I've been corresponding with a reader who is a lieutenant in the New York City Police Department as well as a doctoral candidate at CUNY. Brandon del Pozo also holds an MPA from Harvard and an MA from John Jay. The following is a guest post by him concerning torture and combat:

The principal, recurring, line of argument against torture is that it is different from acts of harm and killing in combat and law enforcement in a way that makes the very framework of justification for these acts inadequate for justifying torture as well. This inadequacy is not meant to be one of degree; the argument is not that torture is too extreme a form of injuring and killing to be permitted. It is instead that torture is crucially different in a way that makes the conceptual extension of these justifications inappropriate in the first place. Given what torture is, justifications for how we act in war and self-defense cannot be invoked to do the work of describing the morality of torture. People who wish to talk about the torture must therefore do so without invoking justifications for combat injuring and killing, which are already thought to be arguments that define the outer limits of how we are permitted to treat other people. Unless a person can talk about the justification for torture in a different way that accurately accounts for its special nature, it must be placed beyond the pale.

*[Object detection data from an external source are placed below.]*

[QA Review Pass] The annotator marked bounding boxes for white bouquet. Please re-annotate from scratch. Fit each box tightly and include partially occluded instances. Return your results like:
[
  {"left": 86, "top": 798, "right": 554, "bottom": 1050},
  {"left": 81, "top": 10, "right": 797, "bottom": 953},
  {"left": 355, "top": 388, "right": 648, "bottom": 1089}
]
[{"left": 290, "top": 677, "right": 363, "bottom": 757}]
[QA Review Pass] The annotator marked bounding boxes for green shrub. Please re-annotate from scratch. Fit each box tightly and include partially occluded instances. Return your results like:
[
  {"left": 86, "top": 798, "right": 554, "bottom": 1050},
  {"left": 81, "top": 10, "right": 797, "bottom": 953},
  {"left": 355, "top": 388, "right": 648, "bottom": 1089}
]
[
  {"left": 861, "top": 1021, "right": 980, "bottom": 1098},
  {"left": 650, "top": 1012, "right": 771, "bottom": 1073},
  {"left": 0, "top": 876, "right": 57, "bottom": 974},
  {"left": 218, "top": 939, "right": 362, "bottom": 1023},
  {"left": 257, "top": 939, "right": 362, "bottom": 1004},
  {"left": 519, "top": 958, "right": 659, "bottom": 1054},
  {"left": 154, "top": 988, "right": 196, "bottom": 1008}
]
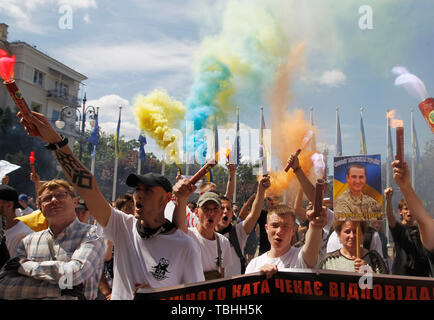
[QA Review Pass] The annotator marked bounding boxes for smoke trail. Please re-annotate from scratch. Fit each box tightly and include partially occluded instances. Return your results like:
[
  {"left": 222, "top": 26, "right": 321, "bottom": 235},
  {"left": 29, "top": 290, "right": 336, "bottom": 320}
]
[
  {"left": 262, "top": 43, "right": 317, "bottom": 194},
  {"left": 134, "top": 90, "right": 186, "bottom": 163},
  {"left": 186, "top": 0, "right": 289, "bottom": 160}
]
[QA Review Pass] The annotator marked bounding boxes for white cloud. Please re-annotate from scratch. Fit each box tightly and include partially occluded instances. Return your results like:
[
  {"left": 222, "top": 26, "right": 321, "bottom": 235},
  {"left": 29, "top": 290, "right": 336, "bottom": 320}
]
[
  {"left": 57, "top": 39, "right": 197, "bottom": 75},
  {"left": 319, "top": 69, "right": 347, "bottom": 87},
  {"left": 83, "top": 13, "right": 90, "bottom": 24}
]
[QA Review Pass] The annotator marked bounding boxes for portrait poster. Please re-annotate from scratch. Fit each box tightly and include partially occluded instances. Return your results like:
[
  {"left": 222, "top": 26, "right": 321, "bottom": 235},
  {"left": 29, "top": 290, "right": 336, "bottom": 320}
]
[{"left": 333, "top": 154, "right": 383, "bottom": 221}]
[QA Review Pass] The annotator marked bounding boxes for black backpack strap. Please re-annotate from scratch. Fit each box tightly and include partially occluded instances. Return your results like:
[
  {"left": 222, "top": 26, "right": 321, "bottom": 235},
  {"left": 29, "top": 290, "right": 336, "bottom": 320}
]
[{"left": 229, "top": 227, "right": 247, "bottom": 274}]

This approach fails because it does not appreciate just what we seek to do when we make war against people. Henry Shue, and more recently David Sussman, describe at length the way torture violates the person in an extremely sinister way. They talk about the way torture makes a person feel, the vulnerabilities it exploits, and the way in which it turns the very substance of personhood against itself. It uses a person’s extension in the physical world to enslave her consciousness, devolving her personhood to a state where it is no more endowed with dignity and rational agency than the most primitive sentient being, all the while subjected to the most severe forms of distress, fear and agony that sentience permits. Sussman argues that “through the combination of captivity, restraint, and pain, the physical and social bases of rational agency are actively turned against such agency itself... [a] perversion of the most basic human relations.” Making clear that in his view this cannot be justified by our present understanding of when and how we may cause harm, he concludes that “whether such objections could ever be overcome by legitimate military or punitive interests is a question that waits upon more comprehensive understandings of the morality of punishment, warfare, and self-defense.”

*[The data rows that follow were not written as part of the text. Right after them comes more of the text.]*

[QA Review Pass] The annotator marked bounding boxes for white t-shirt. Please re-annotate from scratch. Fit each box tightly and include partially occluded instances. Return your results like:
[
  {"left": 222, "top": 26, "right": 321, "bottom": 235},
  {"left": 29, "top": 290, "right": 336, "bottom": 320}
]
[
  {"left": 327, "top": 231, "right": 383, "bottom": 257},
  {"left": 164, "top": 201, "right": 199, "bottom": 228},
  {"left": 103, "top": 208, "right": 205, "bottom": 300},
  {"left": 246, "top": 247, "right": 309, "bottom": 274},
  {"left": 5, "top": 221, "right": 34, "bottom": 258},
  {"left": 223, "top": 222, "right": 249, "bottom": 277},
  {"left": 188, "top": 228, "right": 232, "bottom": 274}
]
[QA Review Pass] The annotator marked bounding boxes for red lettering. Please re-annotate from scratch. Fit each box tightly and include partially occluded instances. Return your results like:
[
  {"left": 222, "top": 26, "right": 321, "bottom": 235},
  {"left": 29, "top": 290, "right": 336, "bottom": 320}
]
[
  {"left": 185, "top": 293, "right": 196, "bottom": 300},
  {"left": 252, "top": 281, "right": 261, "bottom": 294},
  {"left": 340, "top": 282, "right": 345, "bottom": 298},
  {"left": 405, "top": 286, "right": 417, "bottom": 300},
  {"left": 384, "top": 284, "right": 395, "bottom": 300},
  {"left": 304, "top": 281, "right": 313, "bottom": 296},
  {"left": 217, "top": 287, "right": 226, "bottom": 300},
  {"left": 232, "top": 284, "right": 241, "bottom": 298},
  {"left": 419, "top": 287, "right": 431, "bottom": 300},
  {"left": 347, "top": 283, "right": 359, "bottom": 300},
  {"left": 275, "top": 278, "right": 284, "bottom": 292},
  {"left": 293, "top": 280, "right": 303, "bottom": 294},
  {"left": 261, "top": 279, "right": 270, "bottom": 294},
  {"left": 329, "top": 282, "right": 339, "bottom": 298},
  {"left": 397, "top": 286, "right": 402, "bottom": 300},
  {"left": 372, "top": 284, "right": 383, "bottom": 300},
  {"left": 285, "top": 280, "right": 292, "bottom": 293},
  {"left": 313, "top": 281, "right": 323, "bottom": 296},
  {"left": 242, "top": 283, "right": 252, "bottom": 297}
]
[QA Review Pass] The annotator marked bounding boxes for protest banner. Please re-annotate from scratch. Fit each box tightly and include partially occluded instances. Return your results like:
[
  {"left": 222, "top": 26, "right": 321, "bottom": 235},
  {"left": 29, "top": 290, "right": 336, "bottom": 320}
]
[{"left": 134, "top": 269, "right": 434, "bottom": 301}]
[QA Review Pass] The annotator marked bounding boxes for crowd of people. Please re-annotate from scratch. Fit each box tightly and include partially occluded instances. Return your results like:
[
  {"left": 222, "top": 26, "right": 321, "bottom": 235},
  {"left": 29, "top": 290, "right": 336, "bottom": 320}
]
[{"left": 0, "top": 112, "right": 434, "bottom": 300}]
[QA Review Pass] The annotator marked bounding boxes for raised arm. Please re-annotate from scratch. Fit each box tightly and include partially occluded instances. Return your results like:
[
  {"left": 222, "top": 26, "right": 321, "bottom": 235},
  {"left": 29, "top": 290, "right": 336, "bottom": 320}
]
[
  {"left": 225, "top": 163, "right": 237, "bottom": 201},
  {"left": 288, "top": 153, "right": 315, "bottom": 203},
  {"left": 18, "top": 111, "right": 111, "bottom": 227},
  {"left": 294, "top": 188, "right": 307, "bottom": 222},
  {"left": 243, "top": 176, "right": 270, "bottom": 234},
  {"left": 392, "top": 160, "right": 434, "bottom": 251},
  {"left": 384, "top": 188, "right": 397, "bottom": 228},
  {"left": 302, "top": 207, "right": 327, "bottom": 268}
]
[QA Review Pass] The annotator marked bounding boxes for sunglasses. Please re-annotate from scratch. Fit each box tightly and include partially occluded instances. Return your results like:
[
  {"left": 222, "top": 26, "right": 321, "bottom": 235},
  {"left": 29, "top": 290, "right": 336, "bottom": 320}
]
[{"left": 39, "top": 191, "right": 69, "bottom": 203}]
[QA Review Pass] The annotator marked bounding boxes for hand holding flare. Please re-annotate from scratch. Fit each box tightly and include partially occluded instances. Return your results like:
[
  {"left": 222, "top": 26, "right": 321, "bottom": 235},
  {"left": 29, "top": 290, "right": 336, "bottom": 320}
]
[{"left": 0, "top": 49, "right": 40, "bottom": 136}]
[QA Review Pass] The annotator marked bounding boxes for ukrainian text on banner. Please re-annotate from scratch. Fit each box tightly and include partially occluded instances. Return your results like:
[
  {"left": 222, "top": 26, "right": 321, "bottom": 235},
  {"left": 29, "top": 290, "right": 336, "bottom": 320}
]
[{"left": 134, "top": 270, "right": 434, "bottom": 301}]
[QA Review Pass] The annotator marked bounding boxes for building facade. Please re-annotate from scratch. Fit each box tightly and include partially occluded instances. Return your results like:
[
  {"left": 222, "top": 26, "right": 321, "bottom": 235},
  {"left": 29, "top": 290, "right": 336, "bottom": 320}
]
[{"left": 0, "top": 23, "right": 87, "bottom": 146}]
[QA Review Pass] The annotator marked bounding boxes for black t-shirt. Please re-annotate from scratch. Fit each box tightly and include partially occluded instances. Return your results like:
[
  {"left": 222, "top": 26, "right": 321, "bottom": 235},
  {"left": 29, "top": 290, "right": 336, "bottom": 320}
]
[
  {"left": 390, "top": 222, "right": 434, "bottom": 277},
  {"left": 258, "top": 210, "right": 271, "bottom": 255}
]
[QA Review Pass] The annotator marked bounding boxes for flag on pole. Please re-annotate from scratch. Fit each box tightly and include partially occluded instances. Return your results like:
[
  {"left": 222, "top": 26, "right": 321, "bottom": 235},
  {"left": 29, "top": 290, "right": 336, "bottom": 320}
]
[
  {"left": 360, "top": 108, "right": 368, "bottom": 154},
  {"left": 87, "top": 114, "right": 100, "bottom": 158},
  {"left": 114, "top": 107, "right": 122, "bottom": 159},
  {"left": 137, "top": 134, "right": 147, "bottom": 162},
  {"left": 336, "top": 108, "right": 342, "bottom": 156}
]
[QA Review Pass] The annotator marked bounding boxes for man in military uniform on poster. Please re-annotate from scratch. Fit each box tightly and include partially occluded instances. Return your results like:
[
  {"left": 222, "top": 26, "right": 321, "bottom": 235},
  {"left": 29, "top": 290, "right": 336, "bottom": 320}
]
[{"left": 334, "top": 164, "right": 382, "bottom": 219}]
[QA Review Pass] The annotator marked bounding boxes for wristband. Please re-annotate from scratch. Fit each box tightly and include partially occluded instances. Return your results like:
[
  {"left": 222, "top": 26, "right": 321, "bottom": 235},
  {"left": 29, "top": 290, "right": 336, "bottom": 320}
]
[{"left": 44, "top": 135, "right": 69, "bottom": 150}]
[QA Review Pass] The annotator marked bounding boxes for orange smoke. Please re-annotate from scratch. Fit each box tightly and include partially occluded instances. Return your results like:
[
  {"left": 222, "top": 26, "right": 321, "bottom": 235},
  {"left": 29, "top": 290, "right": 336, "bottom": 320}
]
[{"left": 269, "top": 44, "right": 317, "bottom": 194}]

The description of torture above is accurate. The problem, however, is that in both the case of Shue and Sussman it is simply presumed that this description alone, when done well, is enough to make the case that torture is different from combat not by degree but by nature. In order to make the best argument possible, it would be necessary to do at least two things. The first would be to accurately describe what torture is. The second would be to affirmatively show that combat is not the same in nature as what has been described as torture, and that it does not differ only by degree. Prior work has done a good job of the former, but seems to have ignored the latter, as if describing torture has made the prima facie case that it is different from combat by its nature.

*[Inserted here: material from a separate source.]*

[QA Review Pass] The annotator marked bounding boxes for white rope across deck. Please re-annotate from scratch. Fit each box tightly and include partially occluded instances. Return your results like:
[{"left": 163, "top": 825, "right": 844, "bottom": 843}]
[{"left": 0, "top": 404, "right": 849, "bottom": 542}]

If we do not acknowledge the prima facie case and instead consider this second premise as something that must be proven, then the argument becomes much less certain. If an exercise could demonstrate that is possible to torture someone without causing any pain or significant physical discomfort at all, then the crucial element of torture is the mental state it produces in the person who is tortured. Consider this question: if I threatened to painlessly remove the limbs and organs of a person in the course of a carefully supervised surgery, pausing between procedures to allow her to consider submitting to my will, would I be torturing her? It seems that I would, and because of the mental state I have produced in her more so than anything else.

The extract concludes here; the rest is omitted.